Contoh Sukses: Kisah Mahasiswa yang Berubah Jadi Panutan
Ambil kisah Andi, mahasiswa semester 3 Pendidikan Guru SD di suatu Universitas Ternama. Dulu, ia kasar, selalu telat masuk kelas, dan sering merokok di koridor. Dosen-dosennya satukan pendekatan: bukan hukuman, tapi bimbingan. “Kamu bahan baku emas, Andi. Hormati kami, kami hormati potensimu,” kata Prof. sang ketua jurusan. Mereka adakan sesi mingguan: latihan salam sopan, diskusi etika guru, dan seminar antirokok dengan mantan perokok yang kini aktivis.
Hasilnya? Andi berubah. Kini ia ketua BEM, tak pernah lagi telat, dan pimpin gerakan “Kampus Hijau Tanpa Rokok”. Lulus nanti, Andi mimpi jadi kepala sekolah desa yang dihormati. Kisah ini bukti: dengan pandangan dosen terpadu, bahan baku mahasiswa bisa jadi intan berlian yang berkilau.

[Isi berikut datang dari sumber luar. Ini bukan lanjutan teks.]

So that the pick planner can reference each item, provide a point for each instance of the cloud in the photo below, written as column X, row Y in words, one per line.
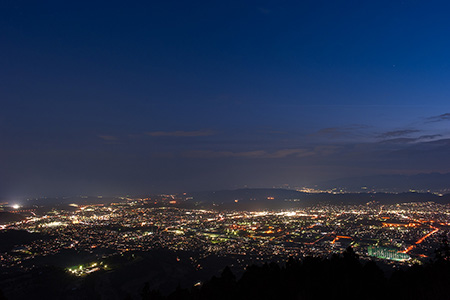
column 443, row 117
column 336, row 132
column 181, row 133
column 264, row 11
column 251, row 154
column 397, row 133
column 403, row 140
column 108, row 138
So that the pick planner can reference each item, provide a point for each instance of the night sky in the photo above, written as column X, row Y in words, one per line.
column 120, row 97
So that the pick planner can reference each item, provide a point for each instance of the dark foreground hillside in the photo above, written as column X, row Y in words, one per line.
column 339, row 277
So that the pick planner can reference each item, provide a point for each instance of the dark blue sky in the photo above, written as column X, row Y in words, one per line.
column 111, row 97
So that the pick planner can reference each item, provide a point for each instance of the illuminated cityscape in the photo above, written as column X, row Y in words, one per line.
column 413, row 229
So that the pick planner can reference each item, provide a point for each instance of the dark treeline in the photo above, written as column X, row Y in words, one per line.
column 338, row 277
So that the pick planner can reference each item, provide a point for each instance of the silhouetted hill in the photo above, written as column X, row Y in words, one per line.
column 11, row 238
column 338, row 277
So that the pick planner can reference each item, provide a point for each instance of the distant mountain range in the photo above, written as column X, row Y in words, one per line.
column 434, row 182
column 283, row 199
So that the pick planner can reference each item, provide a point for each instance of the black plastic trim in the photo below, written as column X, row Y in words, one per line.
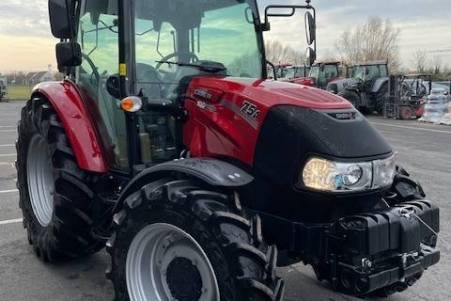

Langkah Nyata: Satukan Dosen, Bentuk Generasi Sopan
Untuk realisasi, dosen bisa lakukan: Workshop Bersama: Bulanan, diskusikan cara bentuk sopan santun tanpa perbedaan pandang, Contoh Harian: Sapa mahasiswa duluan, jawab pertanyaan ramah, tolak rokok di ruang dosen, Program Anti-Rokok: Kolaborasi dengan Kemenkes, tutup celah sponsor rokok, kampanye “Guru Sehat, Bangsa Kuat”, Evaluasi Karakter: Nilai sopan santun 20% dari bobot penilaian agar bahan baku terbentuk sempurna.
Rektor dan dekan wajib dukung: alokasikan anggaran untuk ini. Pemerintah bisa ikut: insentif kampus bebas rokok, larang iklan rokok dekat sekolah.
Menuju Bangsa dengan Tokoh yang Dihormati
Sopan santun mahasiswa terhadap dosen adalah benih kesadaran sejak dini. Dengan pandangan dosen bersatu, mahasiswa sebagai bahan baku akan jadi guru dan tokoh yang dihargai—bebas rokok, penuh hormat, panutan sejati. Bayangkan Indonesia 2045: guru-guru sopan memimpin desa, tak ada lagi anak merokok gara-gara teladan buruk. Ini bukan mimpi, tapi misi yang dimulai hari ini di setiap kelas dan ruang-ruang kuliah.
Mari dosen dan mahasiswa bersatu. Hormati, bentuk, dan lestarikan. Generasi emas menanti bahan baku yang siap dicetak.